The structural basis for membrane binding and pore formation by lymphocyte perforin

Natural killer cells and cytotoxic T lymphocytes accomplish the critically important function of killing virus-infected and neoplastic cells. They do this by releasing the pore-forming protein perforin and granzyme proteases from cytoplasmic granules into the cleft formed between the abutting killer and target cell membranes. Perforin, a 67-kilodalton multidomain protein, oligomerizes to form pores that deliver the pro-apoptopic granzymes into the cytosol of the target cell. The importance of perforin is highlighted by the fatal consequences of congenital perforin deficiency, with more than 50 different perforin mutations linked to familial haemophagocytic lymphohistiocytosis (type 2 FHL). Here we elucidate the mechanism of perforin pore formation by determining the X-ray crystal structure of monomeric murine perforin, together with a cryo-electron microscopy reconstruction of the entire perforin pore. Perforin is a thin ‘key-shaped’ molecule, comprising an amino-terminal membrane attack complex perforin-like (MACPF)/cholesterol dependent cytolysin (CDC) domain followed by an epidermal growth factor (EGF) domain that, together with the extreme carboxy-terminal sequence, forms a central shelf-like structure. A C-terminal C2 domain mediates initial, Ca2+-dependent membrane binding. Most unexpectedly, however, cryo-electron microscopy reveals that the orientation of the perforin MACPF domain in the pore is inside-out relative to the subunit arrangement in CDCs. These data reveal remarkable flexibility in the mechanism of action of the conserved MACPF/CDC fold and provide new insights into how related immune defence molecules such as complement proteins assemble into pores.

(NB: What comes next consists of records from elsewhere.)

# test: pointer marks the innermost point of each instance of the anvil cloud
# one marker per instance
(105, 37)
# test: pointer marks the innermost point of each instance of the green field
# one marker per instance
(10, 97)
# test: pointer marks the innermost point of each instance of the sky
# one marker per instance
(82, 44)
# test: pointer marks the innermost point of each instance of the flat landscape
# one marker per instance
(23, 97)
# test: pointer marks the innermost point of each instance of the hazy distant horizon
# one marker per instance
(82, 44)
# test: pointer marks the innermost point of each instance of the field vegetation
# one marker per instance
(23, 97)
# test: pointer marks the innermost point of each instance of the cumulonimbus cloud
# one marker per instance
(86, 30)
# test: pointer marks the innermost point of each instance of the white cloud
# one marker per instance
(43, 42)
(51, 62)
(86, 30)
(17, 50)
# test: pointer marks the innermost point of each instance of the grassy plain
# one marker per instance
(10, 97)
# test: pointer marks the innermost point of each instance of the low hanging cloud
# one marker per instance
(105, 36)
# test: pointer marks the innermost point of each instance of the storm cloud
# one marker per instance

自然杀伤细胞（Natural killer cells）与细胞毒性T淋巴细胞（cytotoxic T lymphocytes）执行着杀伤病毒感染细胞与肿瘤细胞这一至关重要的功能。二者通过将胞质颗粒中的成孔蛋白穿孔素（perforin）与颗粒酶蛋白酶释放至毗邻的杀伤细胞与靶细胞膜之间形成的裂隙，完成该杀伤过程。穿孔素为分子量67千道尔顿的多结构域蛋白，可寡聚化形成孔道，将促凋亡颗粒酶递送至靶细胞的胞质溶胶中。先天性穿孔素缺陷可引发致命后果，目前已有超过50种穿孔素突变与家族性噬血细胞性淋巴组织细胞增生症（2型FHL）相关，这一现象凸显了穿孔素的生理重要性。本研究通过解析单体鼠源穿孔素的X射线晶体结构，以及完整穿孔素孔道的冷冻电子显微镜（cryo-electron microscopy）重构结果，阐明了穿孔素孔道形成的分子机制。穿孔素呈细长的“钥匙形”分子，由氨基端的膜攻击复合物穿孔素样（MACPF）/胆固醇依赖型细胞毒素（CDC）结构域与表皮生长因子（EGF）结构域组成；后者与极端羧基末端序列共同构成中央支架状结构。羧基末端的C2结构域介导了钙离子依赖的初始膜结合过程。然而最出乎意料的是，冷冻电子显微镜结果显示，孔道中穿孔素MACPF结构域的取向相对于CDC的亚基排布呈外翻状态。本研究揭示了保守的MACPF/CDC折叠域在作用机制上的显著灵活性，并为补体蛋白等相关免疫防御分子如何组装形成孔道提供了全新的见解。